We had a newsletter? And social media handles already? Wow. The devil worked hard but Cody Novak worked harder.
I had to give it to Deacon too. He nailed that, unscripted, on the first take. Deacon looked back at me in confirmation that he could release Eddie, and I gave him a nod.
“Fly free, Eddie,” Deacon said, which I thought might be hamming it up a little too much, but I kept my face trained into pleasant neutrality.
Deacon threw Eddie into the air and posed with a smile like the poster boy action hero he was. And Eddie lifted skyward, wings still tucked.
I watched the toucan’s wings. Still tucked. Still tucked. Still tucked.
Any minute now , I thought as the toucan loaf launched upward. Any minute Eddie would open his wings and majestically fly off . . . except he didn't.
Eddie reached the apex of his toss and, wings still freaking tucked, started to plummet back toward the ground.
“Shit,” Deacon said at the same time as I shouted, “Fuck!”
We both scrambled forward, hands out as if we could catch the bird like a football with a giant beak, but we were both too far away. We watched in horror as the stupid bird fell down, down, down to Earth.
Right before Eddie collided with the ground, his wings spread and he took flight. The dramatic little piece of shit. Deacon and I both let out exasperated sighs of relief . . . just as Eddie flew smack dab into the chain-link fence and got his beak stuck in a hole.

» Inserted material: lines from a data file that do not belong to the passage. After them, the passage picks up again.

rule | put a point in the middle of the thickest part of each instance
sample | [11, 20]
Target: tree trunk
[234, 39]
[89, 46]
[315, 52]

“Holy crap!” I shouted, running forward and extracting the toucan from the fence. “You are seriously trying to give us all heart attacks today, aren’t you?”
Fortunately, the second I retracted Eddie, he ruffled his feathers and flew up to a perch unharmed, searching for more grapes, as if he hadn’t just made all of our cortisol levels shoot through the roof.
"I swear to God you are a bad omen,” I grumbled at Deacon.
Deacon simply shrugged. “I’ve been called worse. What now?”
“Now, you go away, please and thank you.” I ushered Deacon and Cody to the door.
“Do you need some help?” Deacon offered to my surprise.
“If you’re bored, feel free to wander around the zoo, but”—I gave him an incredulous look—“you are the last person I need help from, Deacon.”
He gave me another infuriating smile as he wandered to the airlock. “I’m going to change your mind about that, just you wait.”